Download Central Asia and the Silk Road Book in PDF, Epub and Kindle

This book offers a comprehensive overview of the pre-modern economic history of Central Asia and the Silk Road, covering several millennia. By analyzing an abundance of sources and materials, it illustrates the repeated economic heydays of the Silk Road, during which it linked the Orient and Occident for many centuries. Nomadic steppe empires frequently dominated Central Asia, molded its economy and influenced trade along the Silk Road. The book assesses the causes and effects of the wide-ranging overland trade booms, while also discussing various internal and external factors that led to the gradual economic decline of Central Asia and eventual demise of the Silk Road. Lastly, it explains how the economic decline gave rise to Chinese and Russian colonialism in the 18th and 19th centuries. Detailed information, e.g. on the Silk Road’s trajectories in various epochs, is offered in the form of numerous newly drafted maps.

Healing with Poisons

Healing with Poisons
Author: Yan Liu
Publisher: University of Washington Press
Total Pages: 278
Release: 2021-06-22
Genre: History
ISBN: 0295749016

Download Healing with Poisons Book in PDF, Epub and Kindle

Open access edition: DOI 10.6069/9780295749013 At first glance, medicine and poison might seem to be opposites. But in China’s formative era of pharmacy (200–800 CE), poisons were strategically employed as healing agents to cure everything from abdominal pain to epidemic disease. Healing with Poisons explores the ways physicians, religious figures, court officials, and laypersons used toxic substances to both relieve acute illnesses and enhance life. It illustrates how the Chinese concept of du—a word carrying a core meaning of “potency”—led practitioners to devise a variety of methods to transform dangerous poisons into effective medicines.
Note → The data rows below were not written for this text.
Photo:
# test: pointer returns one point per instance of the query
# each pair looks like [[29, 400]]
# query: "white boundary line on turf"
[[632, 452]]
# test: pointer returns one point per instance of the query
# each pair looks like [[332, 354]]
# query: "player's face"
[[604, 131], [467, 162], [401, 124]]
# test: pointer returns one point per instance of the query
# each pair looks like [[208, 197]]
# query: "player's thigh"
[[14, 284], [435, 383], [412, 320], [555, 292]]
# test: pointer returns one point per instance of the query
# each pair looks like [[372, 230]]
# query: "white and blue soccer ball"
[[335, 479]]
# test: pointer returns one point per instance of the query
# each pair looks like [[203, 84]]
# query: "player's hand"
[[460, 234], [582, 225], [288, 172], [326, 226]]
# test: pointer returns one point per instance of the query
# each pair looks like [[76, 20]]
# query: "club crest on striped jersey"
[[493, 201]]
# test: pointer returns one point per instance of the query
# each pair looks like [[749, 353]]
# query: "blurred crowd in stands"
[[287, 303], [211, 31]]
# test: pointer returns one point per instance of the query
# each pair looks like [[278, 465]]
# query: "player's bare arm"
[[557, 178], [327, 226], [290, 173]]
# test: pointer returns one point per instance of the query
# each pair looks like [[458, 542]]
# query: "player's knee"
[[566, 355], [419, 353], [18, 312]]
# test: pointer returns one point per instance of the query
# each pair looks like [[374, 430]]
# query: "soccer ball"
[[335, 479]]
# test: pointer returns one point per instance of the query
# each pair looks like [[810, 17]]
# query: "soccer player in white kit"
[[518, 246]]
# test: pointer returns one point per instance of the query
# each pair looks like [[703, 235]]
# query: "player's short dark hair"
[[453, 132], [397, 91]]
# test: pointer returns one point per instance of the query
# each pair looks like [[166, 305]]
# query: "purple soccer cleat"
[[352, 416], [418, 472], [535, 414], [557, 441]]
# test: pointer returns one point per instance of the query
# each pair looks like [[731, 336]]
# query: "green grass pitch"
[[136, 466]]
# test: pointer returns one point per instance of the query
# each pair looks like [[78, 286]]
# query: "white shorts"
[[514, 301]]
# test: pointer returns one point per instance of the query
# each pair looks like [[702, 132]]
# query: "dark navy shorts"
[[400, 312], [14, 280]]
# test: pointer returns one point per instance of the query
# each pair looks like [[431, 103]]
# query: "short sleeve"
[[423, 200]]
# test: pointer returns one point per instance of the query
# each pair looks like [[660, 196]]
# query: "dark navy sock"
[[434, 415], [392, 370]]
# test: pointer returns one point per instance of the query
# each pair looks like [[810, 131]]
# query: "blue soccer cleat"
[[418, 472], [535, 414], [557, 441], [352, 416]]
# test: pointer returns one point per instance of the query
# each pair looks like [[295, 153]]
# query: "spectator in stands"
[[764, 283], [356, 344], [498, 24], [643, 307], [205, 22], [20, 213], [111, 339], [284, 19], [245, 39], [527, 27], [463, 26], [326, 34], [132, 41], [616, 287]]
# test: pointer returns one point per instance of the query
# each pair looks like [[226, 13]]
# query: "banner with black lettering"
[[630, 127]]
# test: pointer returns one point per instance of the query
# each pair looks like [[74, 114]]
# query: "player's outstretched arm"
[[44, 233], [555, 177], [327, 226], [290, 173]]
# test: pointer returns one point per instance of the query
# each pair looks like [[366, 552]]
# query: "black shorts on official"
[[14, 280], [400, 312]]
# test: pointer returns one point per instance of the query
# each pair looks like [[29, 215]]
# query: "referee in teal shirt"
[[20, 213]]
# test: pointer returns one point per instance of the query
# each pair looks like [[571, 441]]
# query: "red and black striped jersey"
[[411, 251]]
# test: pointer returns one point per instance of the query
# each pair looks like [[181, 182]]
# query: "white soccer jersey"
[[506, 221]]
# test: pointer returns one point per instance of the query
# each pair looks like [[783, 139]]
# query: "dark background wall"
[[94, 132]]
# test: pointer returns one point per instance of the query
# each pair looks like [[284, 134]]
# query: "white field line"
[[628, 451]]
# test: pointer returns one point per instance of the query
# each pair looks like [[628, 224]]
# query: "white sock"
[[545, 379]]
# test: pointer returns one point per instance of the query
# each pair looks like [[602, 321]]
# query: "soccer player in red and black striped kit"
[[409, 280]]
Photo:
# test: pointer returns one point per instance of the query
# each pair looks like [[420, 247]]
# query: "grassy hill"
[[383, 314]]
Recounting scandals and controversies involving poisons from the Era of Division to the Tang, historian Yan Liu considers how the concept of du was central to how the people of medieval China perceived both their bodies and the body politic. He also examines the wide range of toxic minerals, plants, and animal products used in classical Chinese pharmacy, including everything from the herb aconite to the popular recreational drug Five-Stone Powder. By recovering alternative modes of understanding wellness and the body’s interaction with foreign substances, this study cautions against arbitrary classifications and exemplifies the importance of paying attention to the technical, political, and cultural conditions in which substances become truly meaningful. Healing with Poisons is freely available in an open access edition thanks to TOME (Toward an Open Monograph Ecosystem) and the generous support of the University of Buffalo.